Recall form \eqref{eqn:l2norm} the the norm of distribution is defined in the relative density sense, therefor there exists another linear functional \(D^\prime \phi\) such that
\[\begin{aligned} D\phi(P-P^0)&=D^\prime\phi(\frac{dP}{dP^0}-\frac{dP}{dP^0})=D^\prime\phi(\frac{dP}{dP^0}-1)=\mathbb{E}^0[IF(X)\cdot\frac{dP}{dP^0}(X)]\\ &=\int IF(X)\cdot\frac{dP}{dP^0}(X)dP^0(X)\\ &=\int IF(X)\cdot dP(X)=\mathbb{E}[IF(X)]\\ \end{aligned}\]Hence we have
\begin{equation}\label{eqn:IF} \phi(P) \approx \phi\left(P^{0}\right)+\mathbb{E}[I F(X)]. \end{equation}
4. Intuitive derivation of influence function
Suppose we construct the plug-in estimator \(\hat{\phi}=\phi(P_n)\), where \(P_n\) is the empirical distribution
\[P_n=\frac{1}{n}\sum_{i=1}^n\delta_{X_i},\]then use the linear property of the functional, we have
\[\begin{aligned} \widehat{\phi} &\approx \phi\left(P^{0}\right)+D \phi\left(P_{n}-P^{0}\right)=\phi\left(P^{0}\right)+\frac{1}{n} \sum_{i=1}^n D \phi\left(\delta_{X_{i}}-P^{0}\right)\\ &=\phi(P^0)+E_n[D\phi(\delta_{X_i}-P^0)]. \end{aligned}\]where \(E_n\) is the sample average. This suggests
\[IF(X)=D\phi(\delta_X-P^0).\]5. How to actually calculate influence function?
Using directional derivatives: consider families of distributions indexed by a scalar \(\theta\) with \(P(X;\theta)\). Then from \eqref{eqn:IF} we directly have
\[\frac{\partial \phi}{\partial \theta}=\frac{\partial}{\partial\theta}\mathbb{E}[IF(X)]=\int IF(X)\frac{\partial}{\partial\theta}dP(X;\theta).\]and normalize it to so that \(IF\) has zero mean.

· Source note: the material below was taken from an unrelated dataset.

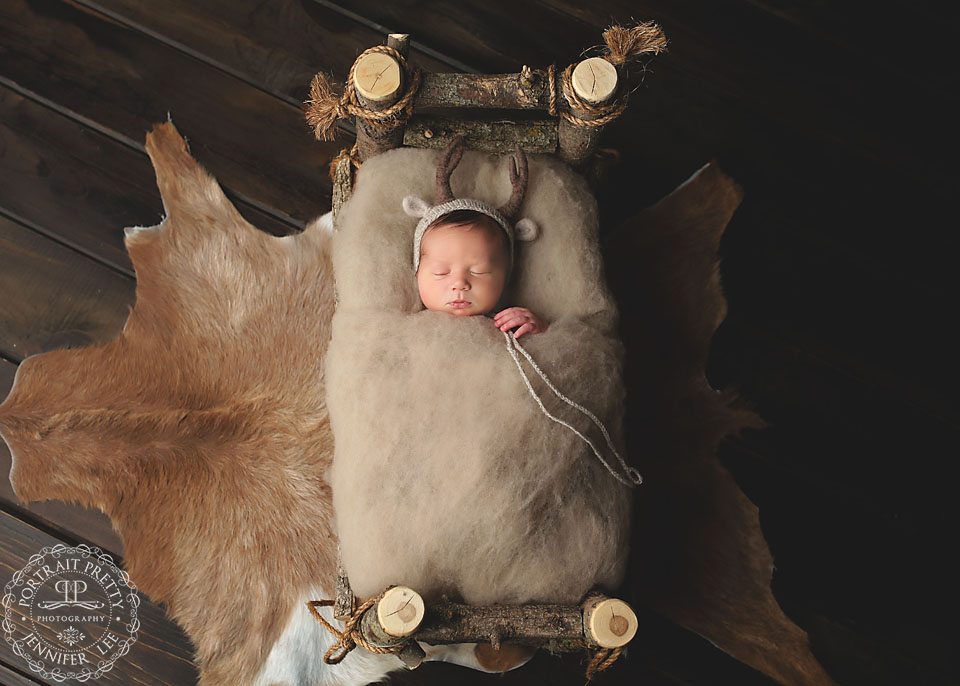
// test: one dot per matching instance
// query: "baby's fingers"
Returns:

- $$ \phi(P)=\operatorname{Var}(X)=\int X^{2} d P-\left(\int X d P\right)^{2} $$ Then $$ \begin{aligned} \frac{\partial \phi}{\partial \theta}&=\int X^{2} \frac{\partial}{\partial \theta} d P-2\left(\int X d P\right) \int X \frac{\partial}{\partial \theta} dP\\ &=\int\left(X^{2}-2 E[X] \cdot X\right) \frac{\partial}{\partial \theta} dP \end{aligned} $$ Normalize it to get $$ I F(X)=X^{2}-2 E[X] \cdot X-\operatorname{Var}(X)+E[X]^{2}! $$
6. Why should we care about influence function?

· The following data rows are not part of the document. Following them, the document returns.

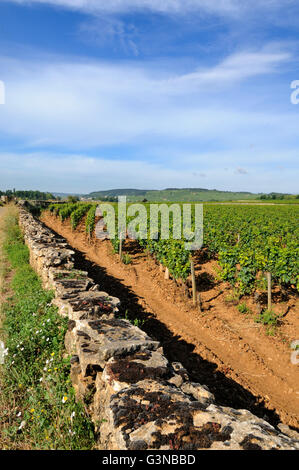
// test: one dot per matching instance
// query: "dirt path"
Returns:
(230, 353)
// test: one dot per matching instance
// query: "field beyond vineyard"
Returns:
(234, 344)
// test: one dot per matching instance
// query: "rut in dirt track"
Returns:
(227, 392)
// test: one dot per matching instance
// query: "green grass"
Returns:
(41, 410)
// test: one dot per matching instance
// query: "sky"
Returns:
(149, 94)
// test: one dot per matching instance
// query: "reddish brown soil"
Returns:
(242, 365)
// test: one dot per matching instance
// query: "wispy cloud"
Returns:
(81, 173)
(223, 7)
(89, 104)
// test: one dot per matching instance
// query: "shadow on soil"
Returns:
(227, 392)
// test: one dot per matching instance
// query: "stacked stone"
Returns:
(137, 399)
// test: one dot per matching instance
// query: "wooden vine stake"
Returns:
(121, 247)
(268, 276)
(193, 284)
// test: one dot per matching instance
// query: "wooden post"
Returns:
(268, 276)
(199, 301)
(193, 284)
(120, 247)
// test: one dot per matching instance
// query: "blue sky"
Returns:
(149, 94)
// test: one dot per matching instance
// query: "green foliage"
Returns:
(36, 372)
(126, 258)
(90, 219)
(78, 214)
(243, 308)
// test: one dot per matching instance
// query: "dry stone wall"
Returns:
(137, 399)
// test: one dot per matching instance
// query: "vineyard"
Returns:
(247, 241)
(230, 325)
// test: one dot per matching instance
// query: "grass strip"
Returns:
(38, 409)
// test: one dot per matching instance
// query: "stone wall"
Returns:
(137, 399)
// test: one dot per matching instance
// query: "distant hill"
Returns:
(174, 194)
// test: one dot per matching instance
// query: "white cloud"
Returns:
(85, 105)
(226, 7)
(80, 173)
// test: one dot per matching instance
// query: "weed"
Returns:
(126, 259)
(37, 398)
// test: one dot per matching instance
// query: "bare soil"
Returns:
(242, 365)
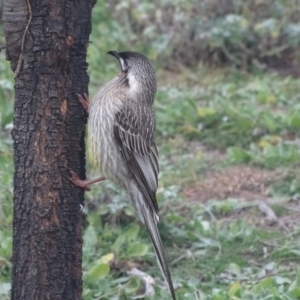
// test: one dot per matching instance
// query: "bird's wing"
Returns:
(134, 133)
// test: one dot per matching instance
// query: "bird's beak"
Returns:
(114, 53)
(122, 62)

Most importantly, it implies the asymptotic efficiency bound for estimating \(\phi\) is
\[\lim_{n\rightarrow\infty} n\cdot \operatorname{Var}(\hat{\phi})\geq \operatorname{Var}(IF(X)),\]which provides a powerful alternative when Fisher information style argument is not applicable!
For details see Asymptotic statistics and Semiparametric theory and missing data.
7. An application
In Offline Policy Evaluation, the asympototic linear Cramer-Rao lower bound is obtained using Information Function technique for the first time! See Theorem 4.5 of paper Bootstrapping Statistical Inference for Off-Policy Evaluation for more details.
The content of this post mainly comes from this note of Maximilian Kasy.